Merrill Sherman/Revista Quanta; fonte: Nature

Um sistema inicialmente “quente” era aquele em que a conta de vidro poderia ser colocada em qualquer lugar, já que sistemas mais quentes têm mais energia e, portanto, podem explorar mais a paisagem. Em um sistema “quente”, a posição inicial era confinada a uma área menor próxima aos vales. Durante o processo de resfriamento, o grânulo de vidro primeiro se estabeleceu em um dos dois poços, depois passou um período mais longo pulando entre eles, golpeado por moléculas de água. O resfriamento foi considerado completo quando o grânulo de vidro se estabilizou em um tempo específico em cada poço, como 20% do seu tempo no metaestável e 80% no estável. (Essas proporções dependiam da temperatura inicial da água e do tamanho dos vales.)

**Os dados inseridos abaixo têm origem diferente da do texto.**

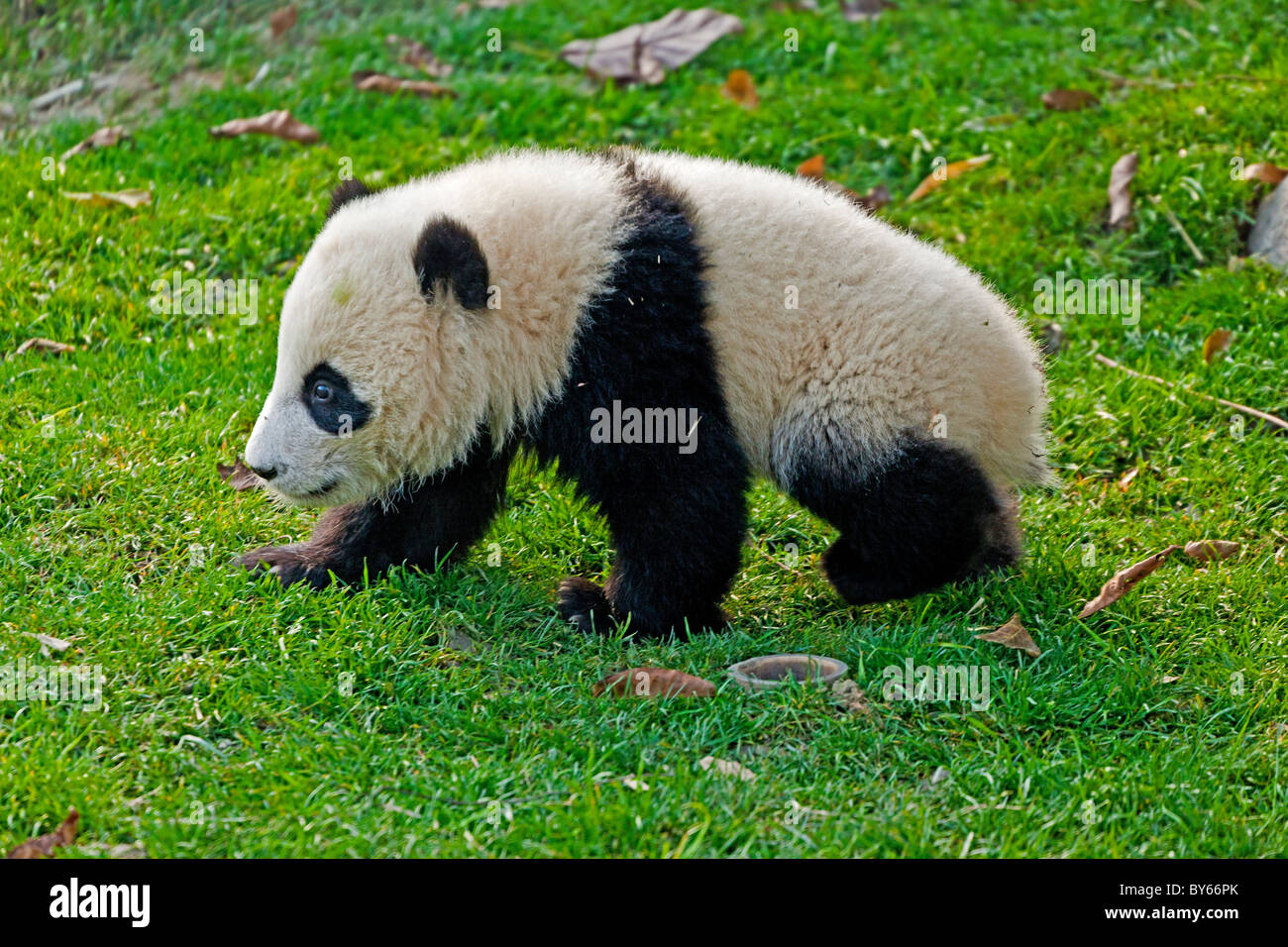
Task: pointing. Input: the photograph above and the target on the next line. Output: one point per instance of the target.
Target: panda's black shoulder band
(449, 253)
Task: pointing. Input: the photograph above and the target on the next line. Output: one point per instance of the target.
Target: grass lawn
(240, 719)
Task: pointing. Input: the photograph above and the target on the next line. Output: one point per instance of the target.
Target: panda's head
(374, 354)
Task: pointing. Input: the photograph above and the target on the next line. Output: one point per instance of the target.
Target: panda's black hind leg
(923, 517)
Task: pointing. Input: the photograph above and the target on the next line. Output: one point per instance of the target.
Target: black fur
(678, 521)
(447, 252)
(348, 191)
(432, 522)
(926, 517)
(330, 414)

Para certas condições iniciais, o sistema quente levou mais tempo para se estabelecer em uma configuração final do que o sistema quente, correspondendo às nossas intuições. Mas às vezes as partículas no sistema quente se acomodam nos poços mais rapidamente. Quando os parâmetros experimentais foram ajustados corretamente, as partículas do sistema quente quase imediatamente encontraram sua configuração final, resfriando exponencialmente mais rápido do que o sistema quente – uma situação que Raz, Vucelja e colegas haviam previsto e chamado de forte efeito Mpemba. Eles relataram os resultados em um artigo da Nature de 2020 e publicaram experimentos semelhantes mostrando o efeito inverso de Mpemba no PNAS no início deste ano.

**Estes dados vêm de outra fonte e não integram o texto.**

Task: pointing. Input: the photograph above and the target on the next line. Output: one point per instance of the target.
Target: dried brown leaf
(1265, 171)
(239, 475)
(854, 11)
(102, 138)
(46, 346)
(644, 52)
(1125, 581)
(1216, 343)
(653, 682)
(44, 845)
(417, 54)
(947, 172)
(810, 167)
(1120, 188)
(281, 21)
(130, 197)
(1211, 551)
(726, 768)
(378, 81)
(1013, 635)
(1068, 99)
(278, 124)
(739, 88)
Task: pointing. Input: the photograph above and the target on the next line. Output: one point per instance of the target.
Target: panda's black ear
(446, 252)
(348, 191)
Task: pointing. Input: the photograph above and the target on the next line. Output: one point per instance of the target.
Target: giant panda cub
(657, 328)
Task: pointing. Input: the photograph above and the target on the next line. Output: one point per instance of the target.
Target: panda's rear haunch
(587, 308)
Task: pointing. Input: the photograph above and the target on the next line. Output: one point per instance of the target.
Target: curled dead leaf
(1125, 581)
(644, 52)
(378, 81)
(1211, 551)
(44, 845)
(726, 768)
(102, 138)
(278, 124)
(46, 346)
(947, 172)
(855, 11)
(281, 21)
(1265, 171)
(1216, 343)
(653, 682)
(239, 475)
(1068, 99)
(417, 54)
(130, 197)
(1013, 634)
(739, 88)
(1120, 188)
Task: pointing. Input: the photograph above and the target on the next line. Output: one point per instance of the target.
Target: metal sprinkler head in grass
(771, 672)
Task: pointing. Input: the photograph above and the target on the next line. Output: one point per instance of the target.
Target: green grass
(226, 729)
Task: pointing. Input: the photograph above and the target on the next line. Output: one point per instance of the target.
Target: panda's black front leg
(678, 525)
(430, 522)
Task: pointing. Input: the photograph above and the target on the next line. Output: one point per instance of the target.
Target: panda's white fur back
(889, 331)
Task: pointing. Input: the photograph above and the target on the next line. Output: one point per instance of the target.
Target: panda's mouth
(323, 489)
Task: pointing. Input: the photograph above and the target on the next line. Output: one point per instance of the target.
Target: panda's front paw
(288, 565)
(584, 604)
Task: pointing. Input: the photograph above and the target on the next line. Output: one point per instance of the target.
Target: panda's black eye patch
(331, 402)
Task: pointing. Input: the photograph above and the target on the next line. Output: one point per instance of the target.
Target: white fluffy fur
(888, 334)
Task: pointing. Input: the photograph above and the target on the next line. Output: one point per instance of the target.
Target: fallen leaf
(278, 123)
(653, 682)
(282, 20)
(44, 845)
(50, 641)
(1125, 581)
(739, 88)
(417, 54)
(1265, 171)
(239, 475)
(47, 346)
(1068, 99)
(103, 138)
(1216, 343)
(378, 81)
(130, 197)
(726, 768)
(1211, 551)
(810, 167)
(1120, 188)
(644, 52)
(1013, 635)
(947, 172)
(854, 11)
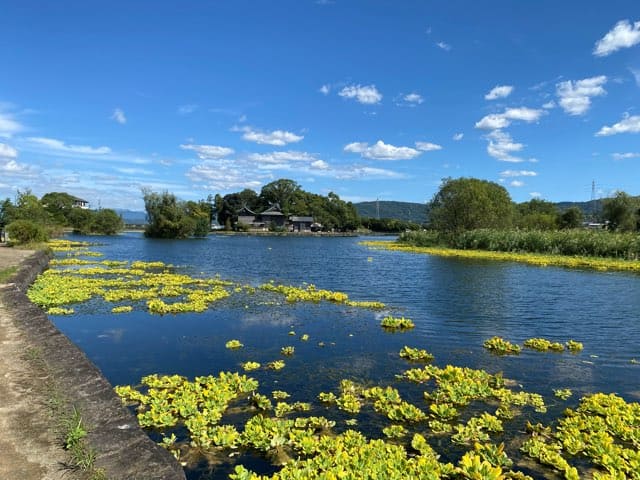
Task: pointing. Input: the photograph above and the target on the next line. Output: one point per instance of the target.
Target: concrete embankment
(123, 450)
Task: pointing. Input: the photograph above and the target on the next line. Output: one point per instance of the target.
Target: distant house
(300, 224)
(80, 203)
(272, 216)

“Os resultados são claros”, disse Raúl Rica Alarcón, da Universidade de Granada, na Espanha, que está trabalhando em experimentos independentes relacionados ao efeito Mpemba. “Eles mostram que um sistema mais distante do alvo pode atingir esse alvo mais rapidamente do que outro mais próximo do alvo.”

No entanto, nem todos estão inteiramente convencidos de que o efeito Mpemba foi demonstrado em qualquer sistema. “Sempre leio esses experimentos e não fico impressionado com a descrição”, disse Burridge. “Nunca encontro uma explicação física clara, e sinto que isso nos deixa com uma questão interessante sobre se os efeitos do tipo Mpemba existem de maneira significativa”.

Os testes de Bechhoefer parecem oferecer algumas dicas sobre como o efeito Mpemba pode surgir em sistemas com estados metaestáveis, mas se é o único mecanismo ou como qualquer substância em particular sofre aquecimento ou resfriamento fora do equilíbrio é desconhecido.

Determinar se o fenômeno ocorre na água permanece outra questão em aberto. Em abril, Raz e seu aluno de pós-graduação Roi Holtzman publicaram um artigo mostrando que o efeito Mpemba poderia ocorrer através de um mecanismo relacionado que Raz descreveu anteriormente com Lu em sistemas que passam por uma transição de fase de segunda ordem, o que significa que suas formas sólida e líquida podem não coexistem na mesma temperatura. A água não é um sistema desse tipo (tem transições de fase de primeira ordem), mas Bechhoefer descreveu o trabalho como uma resposta gradual para a água.

Se nada mais, o trabalho teórico e experimental sobre o efeito Mpemba começou a dar aos físicos um apoio em sistemas de não equilíbrio que de outra forma não possuem. “O relaxamento em direção ao equilíbrio é uma questão importante para a qual, francamente, não temos uma boa teoria”, disse Raz. Identificar quais sistemas podem se comportar de maneiras estranhas e contra-intuitivas “nos daria uma imagem muito melhor de como os sistemas relaxam em direção ao equilíbrio”.

Depois de acender uma controvérsia de décadas com seus interrogatórios na adolescência, o próprio Mpemba passou a estudar gestão da vida selvagem, tornando-se um oficial principal de caça no Ministério de Recursos Naturais e Turismo da Tanzânia antes de se aposentar. Segundo Christine Osborne, viúva de Denis Osborne, Mpemba faleceu por volta de 2020. A ciência continua a brotar de sua insistência sobre o efeito que leva seu nome. Osborne, discutindo juntos os resultados de suas investigações, tirou uma lição do ceticismo inicial e da rejeição que a afirmação contra-intuitiva do estudante havia enfrentado: “Isso aponta para o perigo de uma física autoritária”.